Troubleshooting Tips
DKIM is not detected
- Wait for DNS propagation, which can take up to 24 hours
- Check for typos in the DKIM record
- Use MXToolbox DKIM Lookup to confirm the record is valid
Emails still go to spam
- Ensure SPF and DMARC are also configured correctly
- Check the email content and avoid spammy words or excessive links
- Verify if your domain or IP is blacklisted using tools like MXToolbox or Spamhaus
Comparing Orbisius DKIM vs. Third-Party SMTP Services
Some users rely on external SMTP providers like SendGrid, Mailgun, or Gmail SMTP to improve deliverability. Here’s how Orbisius DKIM compares.
| Feature | Orbisius DKIM | SMTP Providers |
|---|---|---|
| No external service required | Yes | No |
| Improves deliverability | Yes | Yes |
| email sending limits | No limits applied by the plugin (hosting providers may have their own limits) | Yes based on the plan |
| Custom From and Reply-To | Yes | Yes |
If you prefer full control and don’t want to depend on third-party services, Orbisius DKIM is a great solution.
How to Check if DKIM is Working
After setup, you’ll want to verify that DKIM is actually signing your emails. Here’s how.
Even with Correct Setup, Emails Can Still Be Flagged as Spam
Even if you have SPF, DKIM, and DMARC set up correctly, email providers like Google (Gmail) and Microsoft (Outlook, Hotmail, Office 365) use additional filtering algorithms beyond authentication records.
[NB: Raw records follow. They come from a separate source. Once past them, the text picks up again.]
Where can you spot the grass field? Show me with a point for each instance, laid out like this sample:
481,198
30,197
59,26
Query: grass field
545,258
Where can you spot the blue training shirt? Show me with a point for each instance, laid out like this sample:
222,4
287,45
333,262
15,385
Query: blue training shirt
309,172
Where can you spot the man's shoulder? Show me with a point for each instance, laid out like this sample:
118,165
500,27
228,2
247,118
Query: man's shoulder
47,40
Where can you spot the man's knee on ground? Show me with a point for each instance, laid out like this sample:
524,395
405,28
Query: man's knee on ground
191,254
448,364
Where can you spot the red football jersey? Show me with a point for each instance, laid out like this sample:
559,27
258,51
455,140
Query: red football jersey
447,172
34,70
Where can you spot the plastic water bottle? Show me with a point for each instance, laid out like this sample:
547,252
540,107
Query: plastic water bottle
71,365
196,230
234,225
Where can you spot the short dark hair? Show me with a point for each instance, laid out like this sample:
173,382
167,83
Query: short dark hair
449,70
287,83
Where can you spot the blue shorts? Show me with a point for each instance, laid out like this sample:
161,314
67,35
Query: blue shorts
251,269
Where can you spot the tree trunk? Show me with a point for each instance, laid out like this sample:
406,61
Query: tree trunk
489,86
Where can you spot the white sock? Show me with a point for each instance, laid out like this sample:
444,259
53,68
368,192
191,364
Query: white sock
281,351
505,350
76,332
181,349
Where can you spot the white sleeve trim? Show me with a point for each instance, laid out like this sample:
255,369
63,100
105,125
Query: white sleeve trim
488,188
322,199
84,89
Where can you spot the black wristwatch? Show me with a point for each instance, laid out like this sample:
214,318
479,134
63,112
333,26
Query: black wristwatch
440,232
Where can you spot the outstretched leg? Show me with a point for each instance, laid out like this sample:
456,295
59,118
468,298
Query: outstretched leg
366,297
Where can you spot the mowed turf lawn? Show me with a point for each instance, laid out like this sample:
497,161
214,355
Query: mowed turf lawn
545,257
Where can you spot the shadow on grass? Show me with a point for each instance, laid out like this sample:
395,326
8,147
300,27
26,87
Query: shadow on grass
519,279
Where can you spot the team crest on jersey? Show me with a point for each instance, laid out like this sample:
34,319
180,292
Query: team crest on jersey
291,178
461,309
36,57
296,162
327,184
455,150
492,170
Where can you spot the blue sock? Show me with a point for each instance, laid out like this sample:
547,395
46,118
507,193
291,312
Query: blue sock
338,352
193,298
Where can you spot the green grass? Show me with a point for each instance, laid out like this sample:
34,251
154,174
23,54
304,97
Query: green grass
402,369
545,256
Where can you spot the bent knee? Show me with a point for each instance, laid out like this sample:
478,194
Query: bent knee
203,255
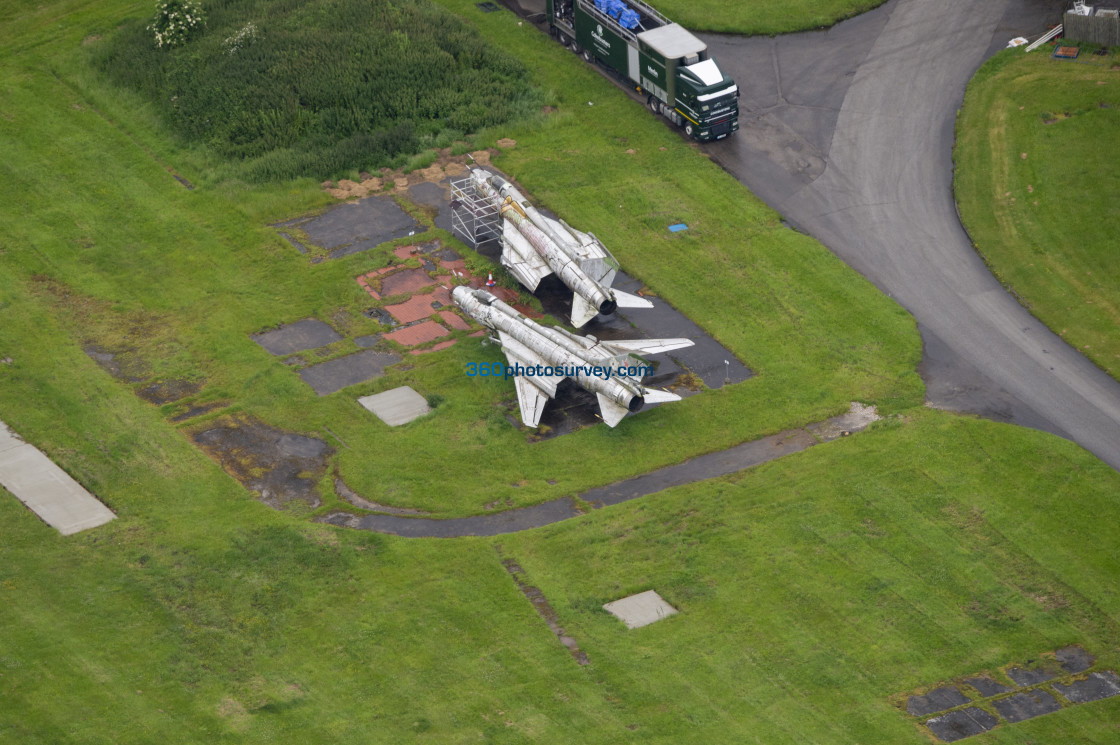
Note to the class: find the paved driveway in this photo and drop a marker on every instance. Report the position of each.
(848, 133)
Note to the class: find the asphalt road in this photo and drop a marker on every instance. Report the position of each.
(849, 133)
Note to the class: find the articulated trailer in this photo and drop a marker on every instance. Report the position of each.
(661, 58)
These filters analyze factors such as:
• The sender’s reputation and past email behavior
• The email’s content, including words and formatting that resemble spam
• The recipient’s engagement (if users frequently delete or mark your emails as spam)
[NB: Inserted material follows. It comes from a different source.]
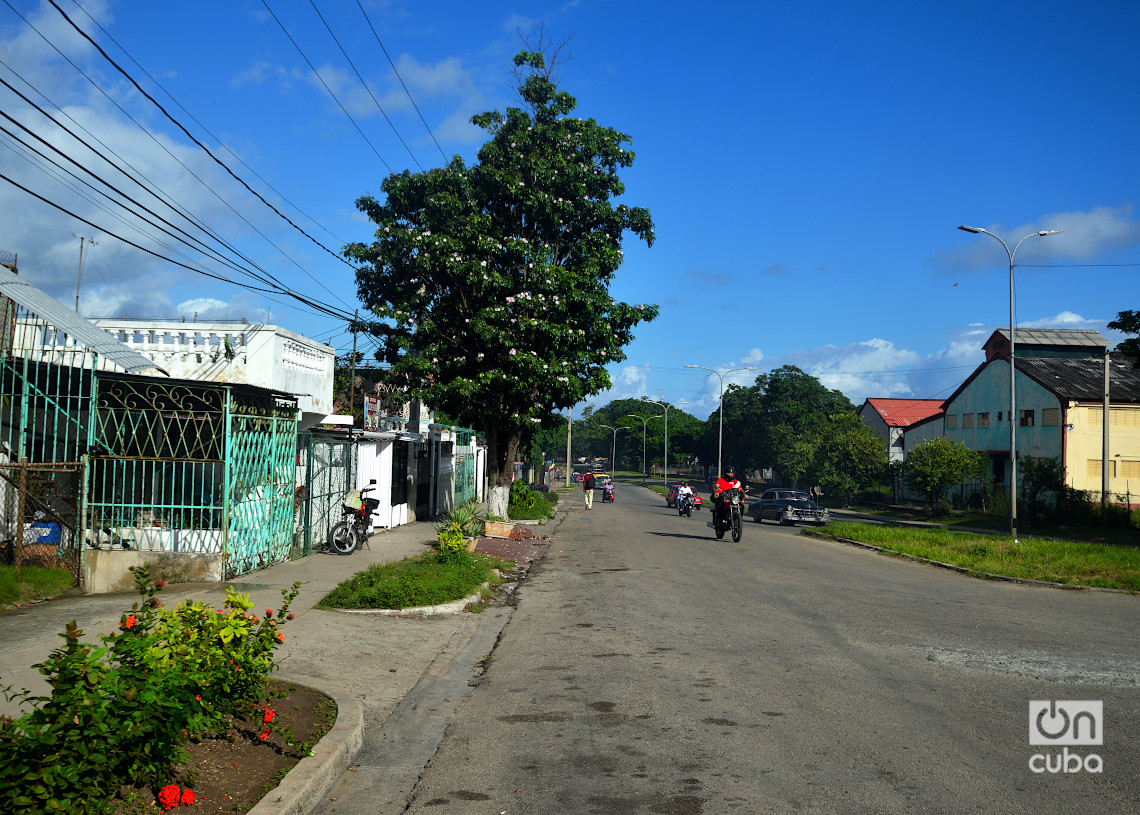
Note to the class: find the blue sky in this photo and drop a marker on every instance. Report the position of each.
(806, 164)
• Your domain and IP address reputation
This means that while authentication improves your chances of reaching inboxes, it does not guarantee perfect deliverability. If your emails are still getting flagged, you may need to warm up your email domain, improve content quality, or ask users to whitelist your email address.
Use MXToolbox DKIM Lookup
- Go to MXToolbox DKIM Check
- Enter your domain and selector to verify your DKIM record
Check Email Headers in Gmail
- Send yourself a test email
- Open the email, click More (three-dot menu) > Show original
- Look for DKIM: PASS in the authentication results
Final Thoughts
Setting up DKIM on your WordPress site boosts email deliverability and builds trust with email providers. Orbisius DKIM makes the process simple by automatically generating DKIM keys, helping you configure DNS records, and ensuring your emails are properly signed.
Try Orbisius DKIM today:
Now that your WordPress emails are authenticated, you should notice fewer emails going to spam and higher engagement rates.